I threw away the condom in the trash can. I put it in the empty ice cream pint.
I was scared in that bathroom. Couldn’t get out. Wouldn’t lock the door for years.
I remember the pills you put up my ass, and how I didn’t like it.
I stole those plastic vegetables.
I didn’t steal from target. But I checked my pockets when you weren’t looking.
I couldn’t watch commercials for anti-depressants for years. They gave me PTSD. I was twelve.
You’ll find strap-ons in my storage boxes.
I left him. I went back to my seat at the theater. I felt bad.
I never did study AP Chemistry that day. At least I never gave him a blowjob in the bathroom. I should’ve.
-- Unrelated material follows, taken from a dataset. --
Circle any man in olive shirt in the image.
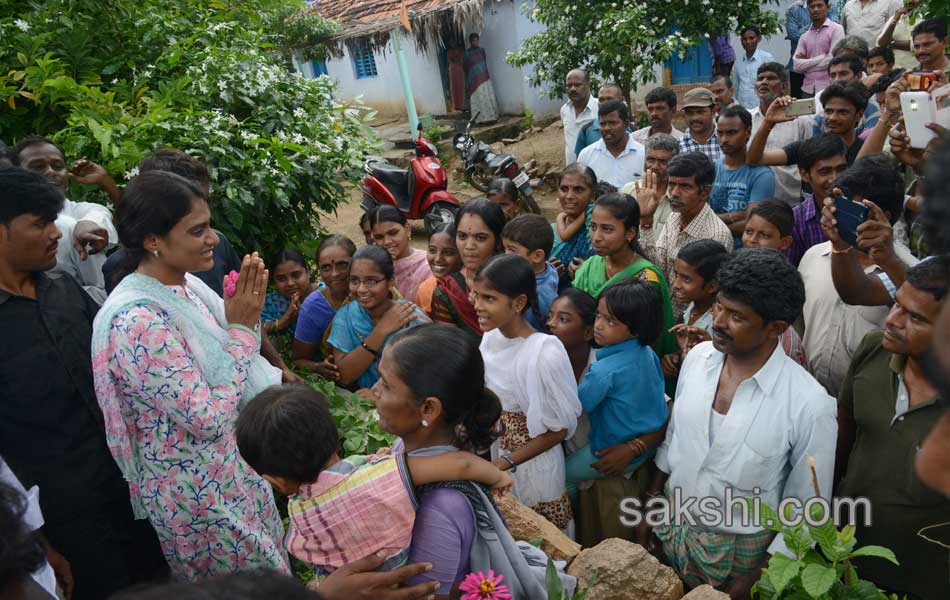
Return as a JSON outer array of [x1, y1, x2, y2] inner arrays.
[[0, 168, 167, 600], [835, 256, 950, 599]]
I lied. About the sex. But why would I tell? You’ll never know those things about me.
I tied him up. It felt good. No hickeys you said. Too rough. He tied me up.
He was right. The little piggies didn’t build houses out of stone.
I lied to you, but I loved you. I did it because I loved you.
You called me thirty times, but I hid.
I always hide! You know I always hide.
But so much! There’s so much you don’t know!
So much I wish you didn’t.
Forgive me! Forgive me, I didn’t tell you.
Forgive me, I never could.
Forgive me, I never can.
#secrets #thoughts #fiction #poetry
Derealization
Please help.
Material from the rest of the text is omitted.